I was in my late teens and a child of the 1960s. I marched against the Vietnam War and for civil rights. I was with my father, Joe Lapchick, who along with Celtics legend Red Auerbach worked summers at Kutsher's Hotel and Country Club in Monticello, New York. My dad helped integrate the NBA as coach of the New York Knicks with Nat "Sweetwater" Clifton, one of the first black players in the league in 1950. My dad knew the power of race and sport.

Suddenly Muhammad Ali was nearby and my dad introduced me. Ali trained twice during his early career at Kutsher's. When he later refused induction into the Army and became so outspoken about race, I joined thousands of others who admired this man who was clearly risking his career and even his life to take a stand -- and on such important issues. Each time I saw him on TV, I thought about his handshake.

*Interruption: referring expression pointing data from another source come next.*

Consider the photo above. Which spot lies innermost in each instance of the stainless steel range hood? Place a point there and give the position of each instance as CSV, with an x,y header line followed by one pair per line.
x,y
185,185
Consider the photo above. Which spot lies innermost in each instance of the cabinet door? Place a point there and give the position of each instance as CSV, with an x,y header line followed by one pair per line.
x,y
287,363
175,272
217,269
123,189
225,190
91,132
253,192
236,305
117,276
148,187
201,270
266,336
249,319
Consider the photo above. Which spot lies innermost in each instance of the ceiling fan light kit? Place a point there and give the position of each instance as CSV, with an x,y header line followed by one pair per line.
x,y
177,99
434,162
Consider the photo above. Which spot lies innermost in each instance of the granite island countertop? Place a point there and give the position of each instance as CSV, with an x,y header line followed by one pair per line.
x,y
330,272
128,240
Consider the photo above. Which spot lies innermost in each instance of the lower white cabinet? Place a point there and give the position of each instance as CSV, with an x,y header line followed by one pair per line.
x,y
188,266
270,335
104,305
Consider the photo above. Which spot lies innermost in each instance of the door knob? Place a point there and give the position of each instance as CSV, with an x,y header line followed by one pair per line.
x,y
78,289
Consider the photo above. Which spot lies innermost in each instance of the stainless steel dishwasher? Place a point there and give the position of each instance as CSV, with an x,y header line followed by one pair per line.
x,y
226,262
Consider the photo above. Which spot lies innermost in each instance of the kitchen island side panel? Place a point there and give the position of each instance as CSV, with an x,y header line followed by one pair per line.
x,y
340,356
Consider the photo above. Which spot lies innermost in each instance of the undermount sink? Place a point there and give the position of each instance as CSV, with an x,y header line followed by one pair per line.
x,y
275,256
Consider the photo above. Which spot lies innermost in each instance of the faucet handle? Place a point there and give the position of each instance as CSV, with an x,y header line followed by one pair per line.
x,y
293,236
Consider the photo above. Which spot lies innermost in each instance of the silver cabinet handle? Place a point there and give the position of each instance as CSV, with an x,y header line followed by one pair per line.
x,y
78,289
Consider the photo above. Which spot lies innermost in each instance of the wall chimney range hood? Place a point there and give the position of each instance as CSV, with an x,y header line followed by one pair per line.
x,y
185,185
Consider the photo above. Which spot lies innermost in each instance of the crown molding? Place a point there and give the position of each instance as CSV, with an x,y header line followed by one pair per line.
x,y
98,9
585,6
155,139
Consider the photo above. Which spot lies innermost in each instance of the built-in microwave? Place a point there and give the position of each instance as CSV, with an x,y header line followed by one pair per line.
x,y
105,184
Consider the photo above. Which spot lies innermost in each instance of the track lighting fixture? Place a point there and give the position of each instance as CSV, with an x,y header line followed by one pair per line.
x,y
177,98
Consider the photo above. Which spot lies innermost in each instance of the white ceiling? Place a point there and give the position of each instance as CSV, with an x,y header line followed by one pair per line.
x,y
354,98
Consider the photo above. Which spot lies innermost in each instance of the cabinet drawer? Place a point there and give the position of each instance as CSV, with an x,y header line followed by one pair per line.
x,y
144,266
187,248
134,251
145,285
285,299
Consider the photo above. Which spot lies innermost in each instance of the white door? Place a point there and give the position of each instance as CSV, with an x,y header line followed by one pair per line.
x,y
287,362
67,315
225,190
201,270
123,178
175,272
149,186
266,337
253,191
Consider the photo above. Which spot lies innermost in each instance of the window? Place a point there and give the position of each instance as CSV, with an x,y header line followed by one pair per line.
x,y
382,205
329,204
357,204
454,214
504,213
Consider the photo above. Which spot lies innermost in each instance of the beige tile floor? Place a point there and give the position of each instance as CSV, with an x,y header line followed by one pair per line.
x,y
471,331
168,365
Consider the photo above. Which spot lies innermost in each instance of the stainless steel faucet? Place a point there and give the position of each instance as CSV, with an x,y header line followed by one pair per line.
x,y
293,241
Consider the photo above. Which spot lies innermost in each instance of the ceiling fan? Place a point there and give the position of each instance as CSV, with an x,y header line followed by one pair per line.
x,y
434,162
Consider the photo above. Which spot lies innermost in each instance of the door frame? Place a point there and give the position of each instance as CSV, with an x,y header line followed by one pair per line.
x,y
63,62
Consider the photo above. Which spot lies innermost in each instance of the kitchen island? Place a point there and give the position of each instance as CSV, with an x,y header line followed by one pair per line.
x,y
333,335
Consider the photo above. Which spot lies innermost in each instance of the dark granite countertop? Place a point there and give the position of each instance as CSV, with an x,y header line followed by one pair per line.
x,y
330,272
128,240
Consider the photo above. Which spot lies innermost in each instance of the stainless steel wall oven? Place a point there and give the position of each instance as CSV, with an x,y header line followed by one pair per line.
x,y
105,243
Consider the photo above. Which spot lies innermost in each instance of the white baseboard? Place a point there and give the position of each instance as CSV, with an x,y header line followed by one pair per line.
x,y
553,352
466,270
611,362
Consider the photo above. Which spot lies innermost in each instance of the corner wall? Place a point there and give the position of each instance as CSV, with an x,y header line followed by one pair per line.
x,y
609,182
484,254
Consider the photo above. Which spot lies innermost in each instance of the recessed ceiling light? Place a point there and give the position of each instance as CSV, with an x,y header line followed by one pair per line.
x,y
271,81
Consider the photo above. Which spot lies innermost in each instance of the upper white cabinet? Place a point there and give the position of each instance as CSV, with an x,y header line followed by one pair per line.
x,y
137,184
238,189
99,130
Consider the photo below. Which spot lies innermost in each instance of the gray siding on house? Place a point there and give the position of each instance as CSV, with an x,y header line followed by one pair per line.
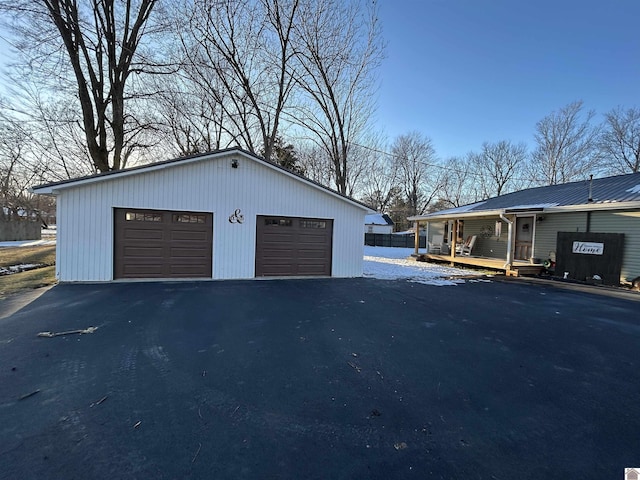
x,y
492,246
548,228
627,222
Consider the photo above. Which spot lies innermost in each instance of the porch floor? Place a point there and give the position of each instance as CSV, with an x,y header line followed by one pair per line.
x,y
518,268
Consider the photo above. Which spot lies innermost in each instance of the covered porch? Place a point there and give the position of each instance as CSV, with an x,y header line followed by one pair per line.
x,y
495,240
517,268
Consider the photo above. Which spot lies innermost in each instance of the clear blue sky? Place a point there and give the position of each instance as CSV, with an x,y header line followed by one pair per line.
x,y
468,71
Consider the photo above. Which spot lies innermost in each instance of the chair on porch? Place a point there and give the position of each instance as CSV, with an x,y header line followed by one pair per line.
x,y
468,246
460,246
435,245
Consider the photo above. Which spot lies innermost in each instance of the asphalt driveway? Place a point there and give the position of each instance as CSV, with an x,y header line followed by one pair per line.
x,y
319,379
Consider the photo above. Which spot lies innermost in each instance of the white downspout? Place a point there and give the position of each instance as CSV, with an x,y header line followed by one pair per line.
x,y
509,240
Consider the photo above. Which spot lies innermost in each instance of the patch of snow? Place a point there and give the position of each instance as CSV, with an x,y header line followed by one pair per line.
x,y
23,267
375,219
387,263
27,243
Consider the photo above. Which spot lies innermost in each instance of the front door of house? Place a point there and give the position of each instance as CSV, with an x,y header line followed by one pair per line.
x,y
524,237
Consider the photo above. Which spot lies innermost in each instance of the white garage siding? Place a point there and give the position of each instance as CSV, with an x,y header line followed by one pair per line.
x,y
86,228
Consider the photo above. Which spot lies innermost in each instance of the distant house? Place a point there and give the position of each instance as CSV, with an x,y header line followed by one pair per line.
x,y
378,223
586,230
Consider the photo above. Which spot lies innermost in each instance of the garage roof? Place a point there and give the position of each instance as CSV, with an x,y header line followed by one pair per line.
x,y
56,187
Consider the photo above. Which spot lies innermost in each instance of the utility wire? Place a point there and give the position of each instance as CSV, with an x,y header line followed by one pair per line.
x,y
437,165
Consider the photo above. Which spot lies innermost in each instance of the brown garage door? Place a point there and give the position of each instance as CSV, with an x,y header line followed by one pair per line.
x,y
288,246
162,244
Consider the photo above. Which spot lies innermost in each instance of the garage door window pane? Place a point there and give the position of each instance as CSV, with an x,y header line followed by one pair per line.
x,y
313,224
142,217
189,218
278,222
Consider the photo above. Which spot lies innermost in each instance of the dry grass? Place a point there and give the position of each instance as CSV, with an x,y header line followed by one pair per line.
x,y
33,278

My dad and I watched the reactions of the media and most of the white and some of the black public as he became a divisive figure for so many. This was a man who the Selective Service said was illiterate and not eligible to serve. When he spoke and became a Muslim, he was suddenly drafted knowing that his religion would not allow him to serve in the Army. My dad and I watched "Firing Line" in 1968 when arch conservative intellectual William F. Buckley Jr. tried to unravel Ali's religious sincerity. Ali leveled him with his brilliance, passion and commitment. I was locked on Muhammad Ali as a real life hero of mine.

I learned as a child the power of sport to affect positive social change. As a 5-year-old boy, I saw angry racists attack my father because he signed Clifton. I saw his image hanging from a tree with people picketing under it when I was 5.

In 1978, I was attacked in my college office for leading the sports boycott of South Africa. I had liver damage, kidney damage, a hernia, a concussion, and the N-word carved into my stomach with a pair of office scissors. The anti-apartheid movement was under way in an attempt to isolate South Africa, with boycotts of trade, bank loans, oil, travel and sports and culture.

If people were willing to go to those lengths to try to stop my father and me, they must have thought that the sports platform we were using was important.